Seek immediate medical attention if you experience any of the following:
  • Chest pain or pressure
  • Severe shortness of breath at rest
  • Rapid or irregular heartbeat (palpitations) that feels pounding or skipping
  • Sudden dizziness, fainting, or loss of consciousness
  • Profuse bleeding that does not stop with pressure
  • Severe headache accompanied by visual changes
  • Yellowing of the skin or eyes (jaundice) with dark urine
  • Sudden severe abdominal or back pain (possible internal bleeding)

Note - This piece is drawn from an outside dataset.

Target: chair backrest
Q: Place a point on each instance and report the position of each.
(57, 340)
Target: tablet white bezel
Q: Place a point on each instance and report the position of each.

These signs may indicate life‑threatening complications such as cardiac strain, severe hemorrhage, or acute hemolysis. Call emergency services (e.g., 911) or go to the nearest emergency department right away.

Key Take‑aways

Anaemia is a common but often treatable condition. Recognizing early symptoms, understanding the diverse causes, and obtaining timely laboratory testing can lead to effective treatment and prevent serious complications. If you suspect you have anaemia, especially with persistent fatigue or unexplained bruising/bleeding, schedule a medical evaluation promptly.


References:

  1. World Health Organization. Haemoglobin concentrations for the diagnosis of anaemia and assessment of severity. WHO guideline, 2011.
  2. Mayo Clinic. Anaemia – Symptoms and causes. Updated 2023.
  3. National Institutes of Health. Iron‑deficiency anemia. NIH Health Topics, 2022.
  4. Cleveland Clinic. Vitamin B12 deficiency. Reviewed 2024.
  5. CDC. Blood safety and anemia in pregnancy. 2023.
  6. American Society of Hematology. Guidelines for the use of erythropoiesis‑stimulating agents. 2022.

⚠️ Medical Disclaimer

Important: The information provided on this page is for general informational purposes only and is not intended as a substitute for professional medical advice, diagnosis, or treatment. Always seek the advice of your physician or other qualified health provider with any questions you may have regarding a medical condition.

If you think you may have a medical emergency, call your doctor, go to the emergency department, or call 911 immediately.